Distance Metric Comparison Guide

polars_ts provides 10 time-series distance metrics implemented in Rust for high performance. This guide covers each metric in detail and offers domain-specific recommendations.

All functions accept Polars DataFrames with columns "unique_id" (series identifier) and "y" (numeric values). They return a pairwise distance matrix as a DataFrame.

import polars as pl
from polars_ts import compute_pairwise_dtw

df = pl.DataFrame({
    "unique_id": ["A"] * 4 + ["B"] * 4,
    "y": [1.0, 2.0, 3.0, 4.0, 1.5, 2.5, 3.5, 4.5],
})
result = compute_pairwise_dtw(df, df)

Quick Comparison Table

Metric	True Metric?	Complexity	Handles Shifts?	Noise Robust?	Key Param
DTW	No	O(n*m)	Yes	Moderate	--
Sakoe-Chiba DTW	No	O(n*w)	Partial (within band)	Moderate	`param` (band width)
Itakura DTW	No	O(n*m) constrained	Partial (within parallelogram)	Moderate	`param` (slope factor)
FastDTW	No	O(n) approx	Yes	Moderate	`param` (radius)
DDTW	No	O(n*m)	Yes	High	--
WDTW	No	O(n*m)	Yes	High	`g` (weight decay)
MSM	Yes	O(n*m)	Yes	High	`c` (split/merge cost)
ERP	Yes	O(n*m)	Yes	High	`g` (gap penalty ref)
LCSS	No	O(n*m)	Yes	Very High	`epsilon` (match threshold)
TWE	Yes	O(n*m)	Yes	High	`nu` (stiffness), `lambda_` (penalty)

Metric Details

1. DTW (Dynamic Time Warping)

Description: The classic elastic distance measure for time series. DTW finds the optimal alignment between two sequences by warping the time axis, minimizing the total Euclidean distance between aligned points.

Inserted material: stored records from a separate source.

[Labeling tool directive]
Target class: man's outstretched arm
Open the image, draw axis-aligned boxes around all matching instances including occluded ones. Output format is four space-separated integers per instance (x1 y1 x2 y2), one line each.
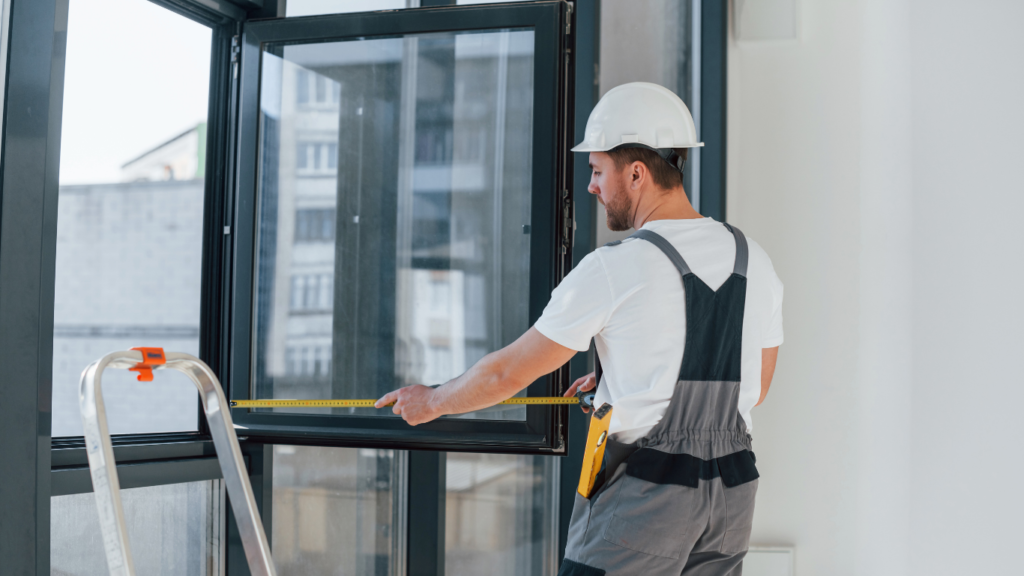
376 328 577 426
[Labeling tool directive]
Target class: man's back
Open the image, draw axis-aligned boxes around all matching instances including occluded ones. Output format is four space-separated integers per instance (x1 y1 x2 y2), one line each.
536 218 782 442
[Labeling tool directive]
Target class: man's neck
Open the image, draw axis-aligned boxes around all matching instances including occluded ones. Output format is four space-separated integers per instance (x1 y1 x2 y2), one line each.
633 187 703 230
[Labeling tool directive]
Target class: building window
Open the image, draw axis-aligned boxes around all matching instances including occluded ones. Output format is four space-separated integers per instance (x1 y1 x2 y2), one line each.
295 141 338 176
291 274 334 312
295 208 336 242
285 345 331 378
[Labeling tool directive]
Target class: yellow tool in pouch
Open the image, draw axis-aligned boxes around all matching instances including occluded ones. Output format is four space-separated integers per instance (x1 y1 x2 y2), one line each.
577 404 611 498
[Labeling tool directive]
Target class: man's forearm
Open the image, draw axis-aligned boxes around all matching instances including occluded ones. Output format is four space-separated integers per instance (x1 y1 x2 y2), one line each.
431 351 529 415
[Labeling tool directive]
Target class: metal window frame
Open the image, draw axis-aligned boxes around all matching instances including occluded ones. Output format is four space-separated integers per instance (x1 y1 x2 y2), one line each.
222 0 573 454
48 0 246 485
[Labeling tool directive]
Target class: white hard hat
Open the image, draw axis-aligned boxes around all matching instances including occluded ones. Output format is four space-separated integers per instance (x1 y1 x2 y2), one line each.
572 82 703 155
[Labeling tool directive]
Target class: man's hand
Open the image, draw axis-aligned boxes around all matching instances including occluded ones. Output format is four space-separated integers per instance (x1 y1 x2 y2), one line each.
374 384 444 426
562 372 597 414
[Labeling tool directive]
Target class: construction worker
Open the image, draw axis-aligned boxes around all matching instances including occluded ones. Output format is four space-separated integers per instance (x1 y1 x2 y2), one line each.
378 82 782 576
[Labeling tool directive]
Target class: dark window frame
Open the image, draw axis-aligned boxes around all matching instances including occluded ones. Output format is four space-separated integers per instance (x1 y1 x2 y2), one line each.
221 1 572 454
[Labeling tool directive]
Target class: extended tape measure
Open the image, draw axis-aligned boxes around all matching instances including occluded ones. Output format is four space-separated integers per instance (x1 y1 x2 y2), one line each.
231 390 594 408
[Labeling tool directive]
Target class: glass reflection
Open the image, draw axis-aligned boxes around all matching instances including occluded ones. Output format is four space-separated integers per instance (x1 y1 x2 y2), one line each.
254 30 534 419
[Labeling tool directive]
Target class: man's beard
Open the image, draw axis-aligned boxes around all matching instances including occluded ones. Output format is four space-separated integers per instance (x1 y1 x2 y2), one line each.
604 192 633 232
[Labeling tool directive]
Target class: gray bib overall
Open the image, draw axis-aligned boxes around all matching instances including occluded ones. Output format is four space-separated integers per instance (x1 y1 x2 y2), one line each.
558 224 758 576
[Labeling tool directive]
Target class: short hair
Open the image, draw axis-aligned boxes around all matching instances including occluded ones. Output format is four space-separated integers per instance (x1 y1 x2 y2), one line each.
607 147 689 190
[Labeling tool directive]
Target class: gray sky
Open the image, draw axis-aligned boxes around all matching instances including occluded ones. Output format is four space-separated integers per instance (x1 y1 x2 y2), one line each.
60 0 211 184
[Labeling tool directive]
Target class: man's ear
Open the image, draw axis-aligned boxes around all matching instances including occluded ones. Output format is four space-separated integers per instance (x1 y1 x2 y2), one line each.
630 161 647 190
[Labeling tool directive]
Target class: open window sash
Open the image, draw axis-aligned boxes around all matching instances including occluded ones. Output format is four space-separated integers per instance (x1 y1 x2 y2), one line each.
224 1 573 453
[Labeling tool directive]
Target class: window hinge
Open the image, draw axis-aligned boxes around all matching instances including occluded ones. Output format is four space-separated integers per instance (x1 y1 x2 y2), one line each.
562 190 575 254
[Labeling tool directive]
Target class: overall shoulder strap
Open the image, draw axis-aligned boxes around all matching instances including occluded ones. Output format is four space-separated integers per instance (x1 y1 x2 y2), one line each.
725 224 750 278
630 229 693 276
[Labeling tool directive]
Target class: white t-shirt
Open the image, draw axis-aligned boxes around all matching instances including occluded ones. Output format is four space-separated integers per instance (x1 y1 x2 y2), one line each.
535 218 782 442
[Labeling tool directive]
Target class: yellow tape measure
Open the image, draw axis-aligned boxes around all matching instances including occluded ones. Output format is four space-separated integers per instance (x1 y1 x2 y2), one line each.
231 396 589 408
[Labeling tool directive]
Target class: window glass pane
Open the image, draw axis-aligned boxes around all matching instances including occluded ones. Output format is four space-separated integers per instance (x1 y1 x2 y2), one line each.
253 30 534 419
285 0 409 16
444 452 559 576
52 0 211 437
271 446 406 576
50 480 226 576
595 0 701 246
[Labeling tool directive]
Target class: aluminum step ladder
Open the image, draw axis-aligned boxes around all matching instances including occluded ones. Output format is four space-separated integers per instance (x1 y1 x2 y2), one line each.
79 347 276 576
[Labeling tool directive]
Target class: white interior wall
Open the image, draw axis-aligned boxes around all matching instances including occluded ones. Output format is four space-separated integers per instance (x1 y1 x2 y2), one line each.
727 0 1024 576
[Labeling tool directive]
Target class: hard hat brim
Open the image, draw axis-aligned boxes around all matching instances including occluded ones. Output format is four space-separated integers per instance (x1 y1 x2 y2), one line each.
569 142 703 152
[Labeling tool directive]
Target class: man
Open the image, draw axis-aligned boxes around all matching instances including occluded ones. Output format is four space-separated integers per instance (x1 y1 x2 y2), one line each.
378 83 782 576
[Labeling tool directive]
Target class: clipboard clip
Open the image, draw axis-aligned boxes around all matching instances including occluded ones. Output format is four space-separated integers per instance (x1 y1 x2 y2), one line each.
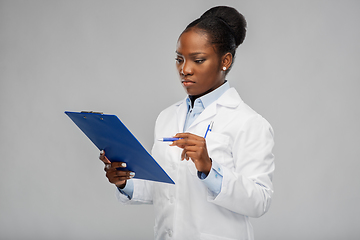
81 111 104 114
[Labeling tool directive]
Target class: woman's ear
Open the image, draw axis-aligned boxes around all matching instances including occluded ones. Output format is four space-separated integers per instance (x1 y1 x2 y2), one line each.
221 52 233 70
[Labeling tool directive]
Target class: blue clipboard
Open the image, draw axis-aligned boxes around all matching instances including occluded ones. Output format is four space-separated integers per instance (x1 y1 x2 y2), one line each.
65 111 174 184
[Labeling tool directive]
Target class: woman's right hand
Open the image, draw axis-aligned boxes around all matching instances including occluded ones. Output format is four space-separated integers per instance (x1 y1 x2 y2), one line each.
99 151 135 188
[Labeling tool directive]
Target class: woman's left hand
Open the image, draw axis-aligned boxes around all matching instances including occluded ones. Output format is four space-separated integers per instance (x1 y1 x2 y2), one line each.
170 133 212 175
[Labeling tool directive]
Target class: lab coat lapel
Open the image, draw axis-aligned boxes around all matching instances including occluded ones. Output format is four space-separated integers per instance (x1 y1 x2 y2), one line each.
184 88 242 129
189 101 216 129
176 99 187 133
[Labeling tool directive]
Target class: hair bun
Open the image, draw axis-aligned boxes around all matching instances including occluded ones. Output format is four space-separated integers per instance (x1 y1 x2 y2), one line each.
200 6 246 46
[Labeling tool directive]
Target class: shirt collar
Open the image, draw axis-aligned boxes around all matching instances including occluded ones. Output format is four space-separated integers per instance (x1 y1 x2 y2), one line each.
186 81 230 109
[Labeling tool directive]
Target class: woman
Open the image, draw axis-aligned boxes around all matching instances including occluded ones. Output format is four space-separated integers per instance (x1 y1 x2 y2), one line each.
100 7 274 239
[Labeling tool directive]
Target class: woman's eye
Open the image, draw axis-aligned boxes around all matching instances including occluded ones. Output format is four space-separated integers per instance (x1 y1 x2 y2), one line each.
175 58 183 63
195 59 205 63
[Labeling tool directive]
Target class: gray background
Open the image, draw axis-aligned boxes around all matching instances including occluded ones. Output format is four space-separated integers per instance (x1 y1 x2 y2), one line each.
0 0 360 240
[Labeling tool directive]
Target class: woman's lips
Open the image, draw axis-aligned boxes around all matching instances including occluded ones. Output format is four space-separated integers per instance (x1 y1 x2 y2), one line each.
181 80 195 87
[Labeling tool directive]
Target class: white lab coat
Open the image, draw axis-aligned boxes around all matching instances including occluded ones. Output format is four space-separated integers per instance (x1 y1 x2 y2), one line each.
117 88 274 240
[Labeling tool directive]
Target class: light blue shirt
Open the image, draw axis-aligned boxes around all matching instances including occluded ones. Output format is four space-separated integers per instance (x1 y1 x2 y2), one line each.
118 81 230 199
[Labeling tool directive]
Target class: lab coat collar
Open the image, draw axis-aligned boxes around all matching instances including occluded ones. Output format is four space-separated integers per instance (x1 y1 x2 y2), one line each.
175 88 243 132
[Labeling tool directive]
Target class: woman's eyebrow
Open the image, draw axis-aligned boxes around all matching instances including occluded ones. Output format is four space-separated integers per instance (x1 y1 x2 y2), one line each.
175 51 206 57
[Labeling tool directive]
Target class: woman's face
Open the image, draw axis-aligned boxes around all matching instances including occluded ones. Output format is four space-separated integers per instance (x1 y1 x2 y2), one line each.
176 29 225 95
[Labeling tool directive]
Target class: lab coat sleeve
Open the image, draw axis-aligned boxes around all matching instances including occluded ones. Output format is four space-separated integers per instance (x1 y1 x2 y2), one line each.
115 179 153 204
208 116 275 217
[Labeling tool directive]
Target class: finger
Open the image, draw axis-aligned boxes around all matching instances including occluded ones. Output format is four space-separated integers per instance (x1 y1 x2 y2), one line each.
111 162 127 168
174 133 203 140
170 138 204 148
99 150 111 164
106 171 135 183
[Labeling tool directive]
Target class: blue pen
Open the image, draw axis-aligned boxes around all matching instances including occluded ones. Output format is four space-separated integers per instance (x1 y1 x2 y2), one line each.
204 121 214 138
158 138 181 142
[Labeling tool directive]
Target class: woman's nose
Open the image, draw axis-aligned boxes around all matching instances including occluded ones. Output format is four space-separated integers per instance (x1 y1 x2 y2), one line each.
180 61 193 76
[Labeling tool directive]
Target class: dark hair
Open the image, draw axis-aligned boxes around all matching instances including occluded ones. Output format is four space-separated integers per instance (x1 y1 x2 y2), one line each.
183 6 246 71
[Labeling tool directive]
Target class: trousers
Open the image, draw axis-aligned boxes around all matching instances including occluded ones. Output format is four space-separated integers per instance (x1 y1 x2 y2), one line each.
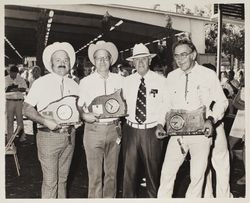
83 123 120 198
204 123 231 198
123 124 162 198
36 130 75 199
157 135 212 198
6 100 23 140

How it works: Builds a cost matrix where each cell (i, j) represents the cumulative cost of aligning the first i points of one series with the first j points of the other. The optimal warping path is found via dynamic programming.

Pros:

Handles time shifts and variable-speed patterns
Intuitive and well-studied
No parameters to tune

Cons:

O(n*m) complexity can be slow for long series
Not a true metric (violates triangle inequality)
Susceptible to pathological warping paths

When to use: General-purpose time-series comparison where series may be shifted or locally stretched.

from polars_ts import compute_pairwise_dtw

result = compute_pairwise_dtw(df, df)

2. Sakoe-Chiba DTW

Description: A constrained variant of DTW that restricts the warping path to a fixed-width band around the diagonal. This prevents excessive warping and reduces computation time.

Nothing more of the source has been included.